This article was authored by Mike Bittner, Associate Director of Digital Security & Operations at The Media Trust.
A Seemingly Common Attack
The Media Trust has uncovered malicious campaigns streaming through one of the world’s largest global demand-side (DSP) adtech providers. The team detected the attacks while monitoring premium websites and mobile apps on devices using iOS version 12. Hiding within a PNG file to escape detection and persist, the malware behind the attack, named Stegoware-3PC by the Digital Security & Operations (DSO) team, automatically redirects site visitors to a phishing scam. At least five top-tier publishers, three demand-side vendors, and 11 other adtech vendors were exploited to serve malware to tens of millions of consumers.
This phishing scam masquerades as ads from a well-known e-commerce retailer, an outdoor apparel manufacturer, or other widely known brands. The ads prompt visitors to shop and, in so doing, enter their personal information. The malware exfiltrates the information and sends it to a malicious command and control server.
The DSO provided the DSP that was spreading the malware with a Buyer Seat ID number, which the latter used to provide direct attribution to the source of the malware. The team also notified and shared the digital threat intelligence with clients and their upstream partners to help them also identify the malicious buyer and shut down the evolving attacks.
A New Standard in Detection-Avoidance Techniques and Procedures
Steganography and images embedded with malware are not new to the digital advertising ecosystem. Stegoware-3PC’s tactics and techniques reflect important strides in malware authorship. It was written with an economy of code—only 149 lines to be exact. By contrast, ShapeShifter-3PC, another malware that used multiple malicious domains, contained more than 2,000 lines of code. Yet Stegoware-3PC’s parsimonious use of code belies its sophisticated techniques and procedures: it triggers two PNG files that conceal malicious code, makes use of multiple malicious domains once the users are redirected, and conducts various checks to make sure it is executing in an iOS device and not an Android device, a sandbox, or virtual machine.
The malware delivery kit runs two sets of checks, each one directed by malicious code within the PNG files.
First PNG File
During the adload process, the malware triggers a zero-width PNG file containing malicious code that tries to ensure that it is rendering on an actual web page and that an actual user is viewing the ad. It conducts the following checks:
- The webpage is encoded in UTF-8, the preferred encoding for webpages.

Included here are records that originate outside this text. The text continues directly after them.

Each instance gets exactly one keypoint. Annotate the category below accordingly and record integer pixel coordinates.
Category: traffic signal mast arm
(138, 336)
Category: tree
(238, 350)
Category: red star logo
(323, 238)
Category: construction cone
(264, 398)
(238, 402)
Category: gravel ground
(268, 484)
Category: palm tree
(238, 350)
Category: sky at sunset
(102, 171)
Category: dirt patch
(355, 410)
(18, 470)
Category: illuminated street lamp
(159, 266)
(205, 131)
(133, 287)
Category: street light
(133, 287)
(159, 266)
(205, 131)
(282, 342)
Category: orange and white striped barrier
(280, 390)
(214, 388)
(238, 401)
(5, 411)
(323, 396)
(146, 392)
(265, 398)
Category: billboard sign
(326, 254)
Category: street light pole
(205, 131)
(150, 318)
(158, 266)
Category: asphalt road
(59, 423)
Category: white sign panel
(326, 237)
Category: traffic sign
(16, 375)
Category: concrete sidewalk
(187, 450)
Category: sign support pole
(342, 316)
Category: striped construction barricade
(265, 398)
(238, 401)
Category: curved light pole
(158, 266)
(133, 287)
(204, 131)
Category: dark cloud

- A touchmove event has occurred, indicating a user has moved their finger across the screen.
When both conditions are met, the malware delivers another zero-width PNG file.
Second PNG File
The second zero-width PNG file contains malicious code to determine whether or not the user’s device is an Apple product. To do this, the code performs the following checks:
- ProductSub is equal to “20030107” to indicate that the code will run on Apple Safari or Google Chrome.
- Pixels per inch is less than 8000 to identify and select older, less secure devices. Newer, updated devices have ppi of at least 8000.
- UNMASKED_VENDOR_WEBGL contains "Apple Inc" to ensure the code is executing on an Apple device.
- Navigator.platform, which shows whether the browser’s platform is an iPhone or iPad.
- Window.orientation is NOT equal to “0”. An orientation of zero indicates a device lying horizontally and likely not in the hands of a real user. This check attempts to evade scanning.
- The device supports 32-bit color, to avoid older desktops, which support 16-24-bit color.
The malware will not redirect users of Android devices.
Another Blocker Fails
Stegoware-3PC’s techniques prevented the DSP’s malware blocking solution from detecting it. The blocker’s failure is important to note as a growing number of digital supply chain players subscribe solely to conventional blockers that promise security and convenience. Such blockers often check domains that run in an ad rather than those that can access a webpage. Malicious domains, in general, have a brief shelf life by design. Moreover, those that access a page exist in far greater numbers than those found in an ad. More important, the tempo of new attacks—one every 30 seconds, on average--outpaces the updates on many conventional blockers. Therefore, solutions based on the stability or lengthy duration of domains or on the analysis of domains to trail malicious actors are no match for the evolving sophistication of adversary tradecraft.
The main take-away from this incident is simple: today’s sophisticated, constantly changing attacks are designed to outmaneuver signature-based defenses like blockers. Publishers and their tech vendors must take a digital risk management approach that combines continuous monitoring of the digital ecosystem for suspicious or unauthorized code, using a smart blocker that receives updates every few minutes, and working with digital partners and third parties on sharing and applying digital threat intelligence to keep out or resolve any issues with unauthorized code.